Keller looked at her gratefully. It was not that he cared so much for the certificate of character as for the friendly spirit that prompted it. “That’s right kind of you,” he nodded.
“We haven’t heard yet what you are doing here, Buck Weaver,” old Jim Sanderson said, holding the cattleman with a hard and hostile eye. “And after you’ve explained that, there are a few other things to make clear.”
“Such as——” suggested the plainsman.
“Such as keeping my daughter a captive and insulting her while she was in your house,” the father retorted promptly.
“I held her captive because it was my right. She admitted shooting me. Would you expect me to turn her loose, and thank her right politely for it? I want to tell you that some folks would be right grateful because I didn’t send her to the penitentiary.”

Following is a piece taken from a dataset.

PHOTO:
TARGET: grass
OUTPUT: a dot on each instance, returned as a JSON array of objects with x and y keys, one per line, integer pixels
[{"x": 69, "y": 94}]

“You couldn’t send her there. No jury in Arizona would convict—even if she were guilty,” Tom Dixon broke out.
“That’s a frozen fact about the Arizona jury,” the cattleman agreed, with a swift, careless look at the boy. “Just the same, I had a license to hold her. About the insult—well, I’ve got nothing to say. Nothing except this, that I wouldn’t be wearing these decorations”—he touched the scars on his face—“if I didn’t agree with you that nobody but a sweep would have done it.”
“Everybody unanimous on that point, I reckon,” said Jim Yeager promptly.
Phyllis had been speaking to her father in a low voice. The old man listened with no great patience, but finally nodded a concession to her importunity.
“We’ll waive the matter of the insult just now. How about that boy you shot up? Looks like you’re a fool to come drilling in here, with him still lying there on his bed.”
“He took his fighting chance. You ain’t kicking because I played out the game the way you-all started to play it? If you are, I’ll have to say I might have expected a sheep herder to look at it that way,” Weaver retorted insolently.
The old man took a grip on his rising wrath. “No—we’re not kicking, any more than you’ve got a right to kick when we settle accounts with you.”
“As we’re liable to do right shortly, now we’ve got you,” said Dixon, vindictively.
“All right—go ahead with the indictment,” Weaver acquiesced quietly, ignoring the boy.